I'm doing some basic renos in my kitchen and can do most of it, but am a bit concerned about how to repair drywall that I've damaged in the process of removing the backsplash. 

The drywall is installed over concrete, and I have a rather large hole to repair. Normally, I would cut out a piece of new drywall, and mount it on existing studs or something. 

But in this case, there are no studs, and I'm not allowed to drill into the concrete (condo rules). I attached a picture to help visualize.

Any thoughts on how to fix it??


----------



## Willie T (Jan 29, 2009)

What is the measured size of the hole?

*CLICK HERE* to see an answer that might work if the hole isn't huge.

You could eliminate using the screws mentioned if the patch will stay there through the use of some mud on the back of the patch to stick it to the concrete wall.


----------



## user1007 (Sep 23, 2009)

What is holding it on there now? You might need a sparse amount of construction adhesive. 

You could use the flap method described in the prior post but this looks large enough I would cut the square as described and plan on taping and mudding it.


----------



## optimizer (Apr 13, 2011)

It is a rather large hole - the exposed concrete is about 8" in diameter. 

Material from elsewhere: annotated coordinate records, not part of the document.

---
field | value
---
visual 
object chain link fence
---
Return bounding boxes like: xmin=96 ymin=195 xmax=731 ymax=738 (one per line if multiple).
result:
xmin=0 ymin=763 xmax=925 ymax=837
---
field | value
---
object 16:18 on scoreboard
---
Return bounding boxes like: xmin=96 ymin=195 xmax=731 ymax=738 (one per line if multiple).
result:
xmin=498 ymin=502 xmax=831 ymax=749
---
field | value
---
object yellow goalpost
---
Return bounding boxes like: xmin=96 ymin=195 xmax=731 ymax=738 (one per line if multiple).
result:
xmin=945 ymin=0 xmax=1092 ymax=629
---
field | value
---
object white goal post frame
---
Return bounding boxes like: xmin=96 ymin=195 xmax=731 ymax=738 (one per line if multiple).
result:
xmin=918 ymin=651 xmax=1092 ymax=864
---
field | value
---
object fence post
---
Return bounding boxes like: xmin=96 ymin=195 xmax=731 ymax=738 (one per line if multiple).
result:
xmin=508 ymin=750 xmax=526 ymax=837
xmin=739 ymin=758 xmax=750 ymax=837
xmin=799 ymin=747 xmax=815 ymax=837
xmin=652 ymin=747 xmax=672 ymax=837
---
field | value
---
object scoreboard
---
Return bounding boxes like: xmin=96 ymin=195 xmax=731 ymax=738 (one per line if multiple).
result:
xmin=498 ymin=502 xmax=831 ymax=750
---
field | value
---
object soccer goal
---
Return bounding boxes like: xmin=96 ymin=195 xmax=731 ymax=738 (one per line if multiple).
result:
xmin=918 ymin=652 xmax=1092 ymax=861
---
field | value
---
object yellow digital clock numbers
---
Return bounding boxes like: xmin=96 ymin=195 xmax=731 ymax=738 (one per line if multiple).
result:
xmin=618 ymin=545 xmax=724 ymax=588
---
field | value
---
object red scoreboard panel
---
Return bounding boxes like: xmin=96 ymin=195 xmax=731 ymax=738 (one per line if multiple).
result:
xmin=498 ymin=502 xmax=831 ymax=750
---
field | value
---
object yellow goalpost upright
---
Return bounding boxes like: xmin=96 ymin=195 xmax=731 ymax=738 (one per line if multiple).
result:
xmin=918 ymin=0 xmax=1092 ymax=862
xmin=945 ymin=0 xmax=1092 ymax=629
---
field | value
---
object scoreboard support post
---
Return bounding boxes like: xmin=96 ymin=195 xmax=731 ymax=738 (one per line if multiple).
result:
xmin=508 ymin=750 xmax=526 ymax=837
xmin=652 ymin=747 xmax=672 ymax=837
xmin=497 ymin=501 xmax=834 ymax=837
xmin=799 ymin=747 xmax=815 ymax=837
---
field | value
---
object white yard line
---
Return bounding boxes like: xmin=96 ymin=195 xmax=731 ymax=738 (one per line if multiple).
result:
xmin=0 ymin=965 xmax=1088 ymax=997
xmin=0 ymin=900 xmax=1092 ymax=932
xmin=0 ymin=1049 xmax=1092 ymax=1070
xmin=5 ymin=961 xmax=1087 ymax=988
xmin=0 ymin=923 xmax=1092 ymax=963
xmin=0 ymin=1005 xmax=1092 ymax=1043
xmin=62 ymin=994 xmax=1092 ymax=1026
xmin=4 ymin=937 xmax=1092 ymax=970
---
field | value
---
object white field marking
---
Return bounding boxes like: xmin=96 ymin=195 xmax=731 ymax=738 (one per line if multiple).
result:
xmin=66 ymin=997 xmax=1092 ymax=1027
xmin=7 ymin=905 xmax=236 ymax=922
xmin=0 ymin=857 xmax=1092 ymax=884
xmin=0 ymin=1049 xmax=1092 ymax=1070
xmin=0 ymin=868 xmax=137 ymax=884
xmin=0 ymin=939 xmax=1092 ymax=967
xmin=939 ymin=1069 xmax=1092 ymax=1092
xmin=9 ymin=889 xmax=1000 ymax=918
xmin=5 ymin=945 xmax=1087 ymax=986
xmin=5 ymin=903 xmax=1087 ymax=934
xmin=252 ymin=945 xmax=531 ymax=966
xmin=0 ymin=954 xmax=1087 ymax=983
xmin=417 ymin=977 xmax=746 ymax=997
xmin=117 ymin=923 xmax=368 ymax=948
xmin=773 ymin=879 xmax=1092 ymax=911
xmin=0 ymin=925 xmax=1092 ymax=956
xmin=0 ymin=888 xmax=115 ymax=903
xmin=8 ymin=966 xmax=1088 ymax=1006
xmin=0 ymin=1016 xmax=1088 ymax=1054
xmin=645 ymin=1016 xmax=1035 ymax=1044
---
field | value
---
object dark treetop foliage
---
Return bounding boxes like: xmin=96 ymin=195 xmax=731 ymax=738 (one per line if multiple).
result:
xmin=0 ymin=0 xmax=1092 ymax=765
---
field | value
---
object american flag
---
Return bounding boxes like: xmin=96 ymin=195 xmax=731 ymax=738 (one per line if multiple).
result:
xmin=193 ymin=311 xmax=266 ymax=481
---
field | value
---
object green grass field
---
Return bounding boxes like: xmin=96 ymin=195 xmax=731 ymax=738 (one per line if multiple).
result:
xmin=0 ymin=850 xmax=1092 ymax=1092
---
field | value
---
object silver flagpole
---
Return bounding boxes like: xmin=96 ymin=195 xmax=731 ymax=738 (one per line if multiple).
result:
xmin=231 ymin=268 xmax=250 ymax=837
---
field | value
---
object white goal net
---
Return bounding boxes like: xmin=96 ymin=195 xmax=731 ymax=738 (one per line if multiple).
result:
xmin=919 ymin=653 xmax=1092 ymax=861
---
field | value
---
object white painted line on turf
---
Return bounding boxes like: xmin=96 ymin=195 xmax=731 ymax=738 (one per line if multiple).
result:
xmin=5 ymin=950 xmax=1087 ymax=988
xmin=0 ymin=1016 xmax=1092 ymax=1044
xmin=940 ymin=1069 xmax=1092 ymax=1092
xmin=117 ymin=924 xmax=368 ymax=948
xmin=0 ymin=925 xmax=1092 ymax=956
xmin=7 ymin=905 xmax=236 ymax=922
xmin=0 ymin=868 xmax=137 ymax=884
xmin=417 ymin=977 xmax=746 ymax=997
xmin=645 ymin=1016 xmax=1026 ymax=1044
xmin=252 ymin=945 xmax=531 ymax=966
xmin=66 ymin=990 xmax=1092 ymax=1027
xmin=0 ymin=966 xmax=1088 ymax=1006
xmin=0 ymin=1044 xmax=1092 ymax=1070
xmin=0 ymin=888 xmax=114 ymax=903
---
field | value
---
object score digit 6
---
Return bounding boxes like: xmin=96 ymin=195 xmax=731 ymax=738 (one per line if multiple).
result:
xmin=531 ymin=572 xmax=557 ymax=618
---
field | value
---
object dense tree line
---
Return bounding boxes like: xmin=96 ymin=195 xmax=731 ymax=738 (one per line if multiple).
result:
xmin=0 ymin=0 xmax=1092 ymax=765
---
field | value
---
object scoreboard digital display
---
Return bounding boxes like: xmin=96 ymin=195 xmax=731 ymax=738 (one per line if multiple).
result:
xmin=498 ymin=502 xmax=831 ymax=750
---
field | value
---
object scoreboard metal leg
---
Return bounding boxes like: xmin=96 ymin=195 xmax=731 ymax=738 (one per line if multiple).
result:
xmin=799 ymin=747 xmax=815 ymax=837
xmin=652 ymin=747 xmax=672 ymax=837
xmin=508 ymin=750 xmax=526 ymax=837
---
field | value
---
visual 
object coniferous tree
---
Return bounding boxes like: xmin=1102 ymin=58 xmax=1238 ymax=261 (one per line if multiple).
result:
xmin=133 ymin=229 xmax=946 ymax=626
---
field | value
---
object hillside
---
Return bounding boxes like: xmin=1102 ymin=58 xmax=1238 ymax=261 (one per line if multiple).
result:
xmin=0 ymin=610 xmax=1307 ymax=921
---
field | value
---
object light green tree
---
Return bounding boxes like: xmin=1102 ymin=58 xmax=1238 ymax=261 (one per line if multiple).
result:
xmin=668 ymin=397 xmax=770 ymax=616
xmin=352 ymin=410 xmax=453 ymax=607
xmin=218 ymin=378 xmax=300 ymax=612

Cutting out a square section and inserting a new one held with tape and mudded over sounds straightforward - but will it hold if I plan to put a new backsplash on (i.e. will it hold the weight of the tile)?


----------



## bjbatlanta (Jul 16, 2008)

Use adhesive. Pretty much any construction adhesive will work. Joint compound will work also, but I'd use Liquid Nails or something like that...


----------



## optimizer (Apr 13, 2011)

Thanks for all the tips folks - I got the work done on Sunday morning and it looks great, feels sturdy. 

Thanks again


----------